De lessen Euritmie gingen volledig langs Wytzia heen. “Het enige wat ik mij daar nog van herinner is dat we in een kring stonden en je de hele tijd een stok moest doorgeven. Je mocht absoluut niet lachen. Uiteindelijk waren we door alle stokken heen en stopte het. Daarna zag ik een jongen die bijna krom stond van alle stokken die hij had opgevangen. Dat beeld was zo grappig, dat vergeet ik nooit meer.”
“Mijn medestudenten uit die tijd hadden wel allemaal een soortgelijke achtergrond. Veelal kinderen die gymnasium of VWO hadden gedaan. Het was allemaal zo wit als maar zijn kan. Het woord ‘inclusief’ zoals wij daar nu maatschappelijk bewust naar kijken, kenden wij toen niet. Voor sommigen die het hoge collegegeld niet konden betalen was er een beurs. Ik herinner mij nog een feest dat wij voor alle ouders hebben georganiseerd om geld op te halen voor het fonds. Op iedere stoel was toen een muntdropje gelegd met het idee dat mensen niet op hun geld moesten blijven zitten.”
“Tijdens mijn jaar waren er twee studieadviseurs met wie je kon praten over vervolgstappen na de Vrije Hogeschool. Er werd heel goed met je meegedacht over jouw toekomst en mogelijke vervolgopleidingen. We bezochten met elkaar veel open dagen van universiteiten en hogescholen. Ik wist wat ik wilde, maar helaas werd ik voor de studie Theaterwetenschappen opnieuw uitgeloot.”

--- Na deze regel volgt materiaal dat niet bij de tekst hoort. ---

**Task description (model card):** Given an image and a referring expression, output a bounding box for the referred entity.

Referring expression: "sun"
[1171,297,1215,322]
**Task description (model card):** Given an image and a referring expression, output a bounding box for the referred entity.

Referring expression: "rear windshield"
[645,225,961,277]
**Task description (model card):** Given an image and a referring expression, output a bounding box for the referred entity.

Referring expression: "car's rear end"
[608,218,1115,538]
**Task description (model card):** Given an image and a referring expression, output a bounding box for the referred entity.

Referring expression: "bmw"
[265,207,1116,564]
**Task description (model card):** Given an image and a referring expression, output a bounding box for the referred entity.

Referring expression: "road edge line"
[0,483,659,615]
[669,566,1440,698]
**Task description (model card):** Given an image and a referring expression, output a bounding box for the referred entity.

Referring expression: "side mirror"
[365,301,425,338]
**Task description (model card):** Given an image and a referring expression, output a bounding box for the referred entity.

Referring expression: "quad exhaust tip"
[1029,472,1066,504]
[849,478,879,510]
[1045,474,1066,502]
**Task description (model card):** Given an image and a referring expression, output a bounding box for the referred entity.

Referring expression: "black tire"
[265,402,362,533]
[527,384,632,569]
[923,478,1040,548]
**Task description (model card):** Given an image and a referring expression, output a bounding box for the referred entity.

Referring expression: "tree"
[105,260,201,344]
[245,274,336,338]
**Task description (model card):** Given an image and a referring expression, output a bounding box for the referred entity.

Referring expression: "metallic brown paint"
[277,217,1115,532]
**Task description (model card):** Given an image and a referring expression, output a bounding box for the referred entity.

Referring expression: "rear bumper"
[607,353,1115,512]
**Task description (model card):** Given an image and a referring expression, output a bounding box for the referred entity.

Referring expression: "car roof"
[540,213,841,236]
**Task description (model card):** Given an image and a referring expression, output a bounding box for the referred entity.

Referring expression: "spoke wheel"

“Ik ben uiteindelijk Maatschappijgeschiedenis gaan studeren aan de Erasmus Universiteit in Rotterdam. Deze studie bood ook ruimte voor stages bij een krant of een radiostation. Ik ben goed toegerust het studentenleven in gegaan door de stevige basis die tijdens het tussenjaar aan de VH is gelegd. Ik heb in dat jaar vooral geleerd om open te staan voor anderen en achter elk mens zijn of haar verhaal te zoeken. Het heeft mij een stevig fundament gegeven richting zelfstandigheid en een basis voor mijn leven. Na mijn eigen jaar was ik nog betrokken bij een toneelproductie van de Vrije Hogeschool. En daar ontmoette ik, via Dineke, mijn man. Liefde op het eerste gezicht. We zijn nog steeds samen en hebben inmiddels twee kinderen. Onze zoon is vernoemd naar Just, mijn beste vriend, die ik tijdens mijn jaar op de Vrije Hogeschool heb ontmoet.”